The dream that never died

Sen. Edward M. Kennedy at the 1980 Democratic National Convention.

Sen. Edward M. Kennedy at the 1980 Democratic National Convention.

The first presidential vote I ever cast was for Sen. Edward M. Kennedy in the 1980 Kentucky Democratic primary. In doing so, I was sailing against the wind. It was the beginning of a conservative era, and my generation was more conservative than most.

Under Jimmy Carter, the Democratic Party had moved to the right, and Carter’s presidency was to give way to that of the arch-conservative Republican Ronald Reagan.

Nearly 20 years later, it was another conservative Democratic president, Bill Clinton, who announced that the “era of big government is over.” This was the same president who ended welfare as we had known it, reduced the size of the federal government and had the first federal budget surplus since 1968.

How could Clinton have known that a Republican president, George W. Bush, would revive big government, and that his successor, Democrat Barack Obama, would be given a mandate to create the most activist liberal government since that of Lyndon Baines Johnson in the late 1960s?

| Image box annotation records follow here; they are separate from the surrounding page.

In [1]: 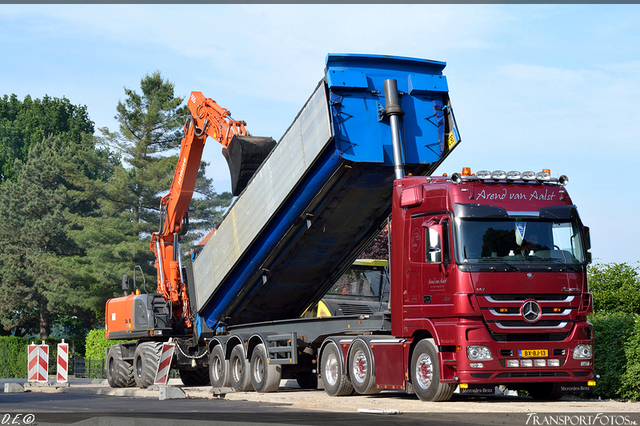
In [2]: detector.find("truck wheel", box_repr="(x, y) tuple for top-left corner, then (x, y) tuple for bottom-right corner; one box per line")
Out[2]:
(107, 345), (135, 388)
(229, 345), (252, 392)
(525, 383), (562, 401)
(410, 339), (456, 401)
(133, 342), (162, 389)
(320, 342), (353, 396)
(251, 343), (282, 393)
(209, 345), (231, 388)
(180, 367), (211, 386)
(349, 340), (380, 395)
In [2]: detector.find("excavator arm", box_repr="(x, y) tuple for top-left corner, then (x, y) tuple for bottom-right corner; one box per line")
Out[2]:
(151, 92), (275, 328)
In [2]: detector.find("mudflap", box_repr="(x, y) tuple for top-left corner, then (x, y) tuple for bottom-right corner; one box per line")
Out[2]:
(222, 135), (276, 196)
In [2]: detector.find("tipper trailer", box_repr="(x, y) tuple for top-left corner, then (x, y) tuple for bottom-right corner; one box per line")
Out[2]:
(106, 54), (593, 401)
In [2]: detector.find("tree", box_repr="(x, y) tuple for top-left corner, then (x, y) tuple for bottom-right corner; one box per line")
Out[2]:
(100, 71), (231, 260)
(589, 263), (640, 314)
(0, 94), (94, 182)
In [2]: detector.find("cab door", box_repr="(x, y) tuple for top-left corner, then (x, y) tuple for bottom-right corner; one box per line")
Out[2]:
(421, 214), (455, 318)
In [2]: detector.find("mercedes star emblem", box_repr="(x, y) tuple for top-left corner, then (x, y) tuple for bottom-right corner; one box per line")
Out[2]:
(520, 300), (542, 322)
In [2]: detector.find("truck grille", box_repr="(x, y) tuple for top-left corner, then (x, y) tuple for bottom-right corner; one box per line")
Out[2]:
(477, 294), (580, 334)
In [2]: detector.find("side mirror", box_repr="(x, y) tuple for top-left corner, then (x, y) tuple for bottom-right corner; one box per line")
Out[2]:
(582, 226), (591, 250)
(122, 274), (129, 290)
(427, 225), (443, 263)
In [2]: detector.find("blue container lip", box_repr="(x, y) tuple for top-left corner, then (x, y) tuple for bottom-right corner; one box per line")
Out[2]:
(325, 53), (447, 69)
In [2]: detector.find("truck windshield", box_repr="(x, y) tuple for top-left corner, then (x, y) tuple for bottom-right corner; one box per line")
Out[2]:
(456, 218), (584, 264)
(327, 266), (389, 301)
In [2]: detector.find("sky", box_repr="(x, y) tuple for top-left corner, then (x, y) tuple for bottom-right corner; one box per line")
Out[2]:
(0, 4), (640, 266)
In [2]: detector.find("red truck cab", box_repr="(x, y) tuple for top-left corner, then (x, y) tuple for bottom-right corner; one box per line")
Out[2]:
(391, 171), (595, 400)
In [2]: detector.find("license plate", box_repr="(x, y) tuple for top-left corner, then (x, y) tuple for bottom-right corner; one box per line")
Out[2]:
(520, 349), (549, 358)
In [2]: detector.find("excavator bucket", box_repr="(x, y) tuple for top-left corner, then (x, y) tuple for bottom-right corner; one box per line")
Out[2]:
(222, 135), (276, 196)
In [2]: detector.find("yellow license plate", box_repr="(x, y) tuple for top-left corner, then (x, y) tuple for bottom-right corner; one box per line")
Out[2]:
(520, 349), (549, 358)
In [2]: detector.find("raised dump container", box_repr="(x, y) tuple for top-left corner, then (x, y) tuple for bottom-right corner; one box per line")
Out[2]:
(190, 54), (459, 328)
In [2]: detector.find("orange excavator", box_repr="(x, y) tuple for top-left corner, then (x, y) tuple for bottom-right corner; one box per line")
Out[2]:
(106, 92), (276, 338)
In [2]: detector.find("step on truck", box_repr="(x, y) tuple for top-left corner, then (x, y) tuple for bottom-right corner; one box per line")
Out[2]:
(106, 54), (594, 401)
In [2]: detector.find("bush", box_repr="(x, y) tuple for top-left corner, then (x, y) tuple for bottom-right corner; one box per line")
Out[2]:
(85, 329), (131, 360)
(0, 336), (29, 379)
(620, 315), (640, 401)
(589, 312), (640, 398)
(589, 263), (640, 314)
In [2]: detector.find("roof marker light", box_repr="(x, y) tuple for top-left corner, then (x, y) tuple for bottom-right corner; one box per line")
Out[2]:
(507, 171), (520, 180)
(476, 170), (491, 179)
(491, 170), (507, 180)
(536, 172), (551, 182)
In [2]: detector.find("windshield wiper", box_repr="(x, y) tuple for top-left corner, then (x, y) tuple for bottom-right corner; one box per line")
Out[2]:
(544, 257), (576, 272)
(490, 261), (520, 272)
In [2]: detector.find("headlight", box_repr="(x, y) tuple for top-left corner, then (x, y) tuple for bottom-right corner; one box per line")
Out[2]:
(467, 346), (493, 361)
(573, 345), (593, 359)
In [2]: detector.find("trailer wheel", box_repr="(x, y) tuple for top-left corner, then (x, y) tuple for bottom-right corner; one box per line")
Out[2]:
(180, 367), (211, 386)
(410, 339), (456, 402)
(107, 345), (136, 388)
(209, 345), (231, 388)
(251, 343), (282, 393)
(349, 340), (380, 395)
(229, 345), (252, 392)
(525, 383), (562, 401)
(320, 342), (353, 396)
(133, 342), (162, 389)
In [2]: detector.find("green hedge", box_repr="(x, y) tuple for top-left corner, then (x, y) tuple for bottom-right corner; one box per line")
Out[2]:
(589, 312), (640, 401)
(85, 329), (130, 360)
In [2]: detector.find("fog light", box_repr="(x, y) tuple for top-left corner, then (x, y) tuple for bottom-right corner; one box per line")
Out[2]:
(467, 346), (493, 361)
(573, 345), (593, 359)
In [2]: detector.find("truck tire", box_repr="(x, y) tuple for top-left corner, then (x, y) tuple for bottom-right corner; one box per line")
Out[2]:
(180, 367), (211, 386)
(349, 340), (380, 395)
(251, 343), (282, 393)
(410, 339), (456, 402)
(133, 342), (162, 389)
(320, 342), (353, 396)
(525, 383), (562, 401)
(209, 345), (231, 388)
(229, 344), (252, 392)
(107, 345), (136, 388)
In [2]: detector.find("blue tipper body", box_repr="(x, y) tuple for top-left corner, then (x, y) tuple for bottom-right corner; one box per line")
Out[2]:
(195, 54), (459, 329)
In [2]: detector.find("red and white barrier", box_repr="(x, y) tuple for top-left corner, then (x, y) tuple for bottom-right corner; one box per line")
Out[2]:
(27, 341), (49, 382)
(56, 339), (69, 383)
(154, 343), (175, 385)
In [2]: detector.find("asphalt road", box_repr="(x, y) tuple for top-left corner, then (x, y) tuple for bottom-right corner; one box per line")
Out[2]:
(0, 381), (640, 426)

As an 19-year-old college student, watching Kennedy’s concession speech on TV that night of the Democratic National Convention in New York, I was inspired, as many were. Kennedy’s speech admitted that many of his ideas had fallen out of fashion — commitment to the poor, to working people, to the environment, to the goal of universal health care, to the idea that government can play an active role in reviving the economy and creating a more just and prosperous society.

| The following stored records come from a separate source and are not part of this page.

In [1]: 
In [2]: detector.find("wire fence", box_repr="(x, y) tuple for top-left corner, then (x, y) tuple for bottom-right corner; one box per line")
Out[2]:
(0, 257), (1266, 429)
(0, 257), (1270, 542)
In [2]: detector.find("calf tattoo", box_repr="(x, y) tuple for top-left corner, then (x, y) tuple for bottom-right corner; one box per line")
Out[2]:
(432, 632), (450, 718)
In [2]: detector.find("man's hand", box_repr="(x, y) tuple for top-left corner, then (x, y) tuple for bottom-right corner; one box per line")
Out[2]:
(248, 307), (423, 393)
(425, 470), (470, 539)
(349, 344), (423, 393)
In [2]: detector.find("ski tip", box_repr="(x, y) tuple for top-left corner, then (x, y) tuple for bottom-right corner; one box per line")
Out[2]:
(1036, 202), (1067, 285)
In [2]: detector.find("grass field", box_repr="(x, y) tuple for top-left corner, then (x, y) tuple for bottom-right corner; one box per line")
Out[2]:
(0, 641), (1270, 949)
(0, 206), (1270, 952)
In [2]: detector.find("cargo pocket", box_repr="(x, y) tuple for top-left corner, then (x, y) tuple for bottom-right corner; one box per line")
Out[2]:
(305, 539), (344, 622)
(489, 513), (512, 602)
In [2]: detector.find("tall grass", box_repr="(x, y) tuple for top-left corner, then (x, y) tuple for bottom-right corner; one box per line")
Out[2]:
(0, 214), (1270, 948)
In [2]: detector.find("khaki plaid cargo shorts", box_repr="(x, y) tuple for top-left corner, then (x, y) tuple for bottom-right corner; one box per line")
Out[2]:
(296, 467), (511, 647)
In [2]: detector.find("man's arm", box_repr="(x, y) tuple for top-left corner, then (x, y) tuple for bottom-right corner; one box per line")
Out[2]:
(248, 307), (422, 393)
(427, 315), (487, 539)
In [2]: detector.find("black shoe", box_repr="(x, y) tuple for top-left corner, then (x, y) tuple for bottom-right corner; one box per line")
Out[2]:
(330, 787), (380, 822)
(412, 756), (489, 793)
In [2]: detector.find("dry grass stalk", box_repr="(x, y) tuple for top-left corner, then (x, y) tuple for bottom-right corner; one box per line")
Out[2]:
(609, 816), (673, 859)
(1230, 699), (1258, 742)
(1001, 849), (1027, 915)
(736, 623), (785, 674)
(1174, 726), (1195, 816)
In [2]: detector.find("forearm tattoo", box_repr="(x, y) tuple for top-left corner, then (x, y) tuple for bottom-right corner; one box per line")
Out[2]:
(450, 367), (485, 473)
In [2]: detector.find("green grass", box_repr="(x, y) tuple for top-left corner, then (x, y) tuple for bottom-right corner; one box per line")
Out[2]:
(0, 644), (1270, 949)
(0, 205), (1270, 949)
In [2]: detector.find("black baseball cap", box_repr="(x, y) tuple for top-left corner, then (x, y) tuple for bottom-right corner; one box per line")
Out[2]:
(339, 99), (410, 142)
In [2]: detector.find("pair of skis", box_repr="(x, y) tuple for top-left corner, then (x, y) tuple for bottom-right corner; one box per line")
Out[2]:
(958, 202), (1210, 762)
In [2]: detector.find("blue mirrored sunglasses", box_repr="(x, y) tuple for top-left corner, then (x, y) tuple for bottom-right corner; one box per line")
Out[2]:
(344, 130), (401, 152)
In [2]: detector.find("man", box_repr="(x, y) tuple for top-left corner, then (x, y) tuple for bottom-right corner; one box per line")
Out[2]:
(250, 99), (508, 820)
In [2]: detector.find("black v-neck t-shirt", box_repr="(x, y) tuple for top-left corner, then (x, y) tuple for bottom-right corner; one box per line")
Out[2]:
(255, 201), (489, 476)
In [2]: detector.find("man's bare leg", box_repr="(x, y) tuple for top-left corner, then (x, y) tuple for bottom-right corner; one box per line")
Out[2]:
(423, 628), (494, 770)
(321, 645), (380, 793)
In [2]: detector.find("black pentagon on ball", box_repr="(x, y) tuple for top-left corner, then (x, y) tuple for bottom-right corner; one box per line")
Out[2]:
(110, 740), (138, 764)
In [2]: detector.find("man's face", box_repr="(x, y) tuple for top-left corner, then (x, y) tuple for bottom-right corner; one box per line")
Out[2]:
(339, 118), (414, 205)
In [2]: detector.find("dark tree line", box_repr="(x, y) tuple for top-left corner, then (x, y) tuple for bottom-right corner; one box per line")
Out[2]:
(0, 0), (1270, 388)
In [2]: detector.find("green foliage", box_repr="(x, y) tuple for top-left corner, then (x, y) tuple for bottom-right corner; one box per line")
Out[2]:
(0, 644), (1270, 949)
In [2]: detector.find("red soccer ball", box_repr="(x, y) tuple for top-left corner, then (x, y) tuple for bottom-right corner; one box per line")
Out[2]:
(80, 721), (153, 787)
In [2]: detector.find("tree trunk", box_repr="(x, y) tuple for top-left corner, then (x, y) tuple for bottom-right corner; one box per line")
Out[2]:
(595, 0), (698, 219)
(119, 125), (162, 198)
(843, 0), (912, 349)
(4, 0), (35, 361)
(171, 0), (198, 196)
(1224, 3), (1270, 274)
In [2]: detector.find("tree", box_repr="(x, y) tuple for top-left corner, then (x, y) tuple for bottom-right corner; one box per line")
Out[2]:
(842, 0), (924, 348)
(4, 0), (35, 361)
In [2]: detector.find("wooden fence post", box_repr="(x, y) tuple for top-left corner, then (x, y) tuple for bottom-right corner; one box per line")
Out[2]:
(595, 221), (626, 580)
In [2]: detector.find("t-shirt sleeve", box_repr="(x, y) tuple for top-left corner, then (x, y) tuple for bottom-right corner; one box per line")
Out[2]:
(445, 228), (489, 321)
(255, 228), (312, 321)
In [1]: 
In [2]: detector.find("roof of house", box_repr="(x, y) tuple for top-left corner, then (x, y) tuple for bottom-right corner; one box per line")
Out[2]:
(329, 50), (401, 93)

I made a poster for my bedroom with a newspaper photo of Kennedy and words from his speech, in which he quoted Tennyson and promised that “the dream shall never die.” Those words gave me goose bumps when I heard him deliver them in that great baritone voice.

“The commitment I seek is not to outworn views but to old values that will never wear out,” Kennedy said. “Programs may sometimes become obsolete, but the ideal of fairness always endures. Circumstances may change, but the work of compassion must continue. It is surely correct that we cannot solve problems by throwing money at them, but it is also correct that we dare not throw out our national problems onto a scrap heap of inattention and indifference.”

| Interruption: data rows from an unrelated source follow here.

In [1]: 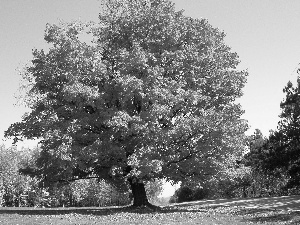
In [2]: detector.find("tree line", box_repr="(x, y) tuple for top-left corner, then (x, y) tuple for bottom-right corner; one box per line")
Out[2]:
(171, 78), (300, 202)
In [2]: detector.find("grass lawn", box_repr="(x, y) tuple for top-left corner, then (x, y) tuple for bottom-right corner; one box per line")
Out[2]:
(0, 196), (300, 225)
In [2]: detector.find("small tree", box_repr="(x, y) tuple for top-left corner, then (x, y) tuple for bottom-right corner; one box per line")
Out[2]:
(5, 0), (247, 206)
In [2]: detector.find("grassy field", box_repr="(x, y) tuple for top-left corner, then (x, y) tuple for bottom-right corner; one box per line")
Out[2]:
(0, 196), (300, 225)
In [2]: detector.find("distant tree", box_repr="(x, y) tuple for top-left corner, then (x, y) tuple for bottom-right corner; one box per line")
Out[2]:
(262, 78), (300, 188)
(5, 0), (247, 206)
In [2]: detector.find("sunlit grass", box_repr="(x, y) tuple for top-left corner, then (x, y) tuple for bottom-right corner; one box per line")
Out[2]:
(0, 196), (300, 225)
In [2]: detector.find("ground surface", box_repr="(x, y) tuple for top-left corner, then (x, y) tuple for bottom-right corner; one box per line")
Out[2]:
(0, 196), (300, 225)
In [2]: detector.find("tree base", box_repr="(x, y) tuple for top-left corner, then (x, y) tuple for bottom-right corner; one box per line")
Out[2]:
(128, 202), (162, 212)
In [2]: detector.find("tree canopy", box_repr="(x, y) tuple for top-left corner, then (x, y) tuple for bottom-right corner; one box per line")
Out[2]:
(5, 0), (247, 204)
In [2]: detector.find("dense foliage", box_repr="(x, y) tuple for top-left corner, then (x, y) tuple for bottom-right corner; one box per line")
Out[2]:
(6, 0), (247, 205)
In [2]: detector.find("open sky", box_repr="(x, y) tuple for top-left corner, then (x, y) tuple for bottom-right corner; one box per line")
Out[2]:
(0, 0), (300, 149)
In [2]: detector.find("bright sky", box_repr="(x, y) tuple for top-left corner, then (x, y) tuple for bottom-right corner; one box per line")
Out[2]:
(0, 0), (300, 147)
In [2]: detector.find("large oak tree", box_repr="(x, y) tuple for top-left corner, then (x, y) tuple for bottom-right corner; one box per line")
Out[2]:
(5, 0), (247, 206)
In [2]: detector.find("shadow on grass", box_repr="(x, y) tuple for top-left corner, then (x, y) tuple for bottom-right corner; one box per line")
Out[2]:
(0, 206), (204, 216)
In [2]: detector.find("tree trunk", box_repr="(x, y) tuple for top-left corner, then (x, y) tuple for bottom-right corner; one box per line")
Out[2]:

Nearly three decades later, Kennedy’s kind of liberalism is again finding favor. Public opinion polls that show that people in their 20s especially are overwhelmingly progressive, even if they are more conservative than their parents on a few issues, such as abortion.

After 30 years in the wilderness, the Democratic Party seems to have, in Kennedy’s words, found its “faith again.”

The senator ended his 1980 convention speech by saying, “For all those whose cares have been our concern, the work goes on, the cause endures, the hope still lives, and the dream shall never die.”

I’m glad he lived long enough to see his causes once again become the causes of the the Democratic Party and the majority of the American people. And Kennedy deserves credit for doing the lion’s share of the work to keep hope alive during all those years when liberals were in the minority, even within his own party.

Senator Kennedy has gone to his eternal rest. But his “dream shall never die.” It is, in fact, the American Dream of a better society for all our people.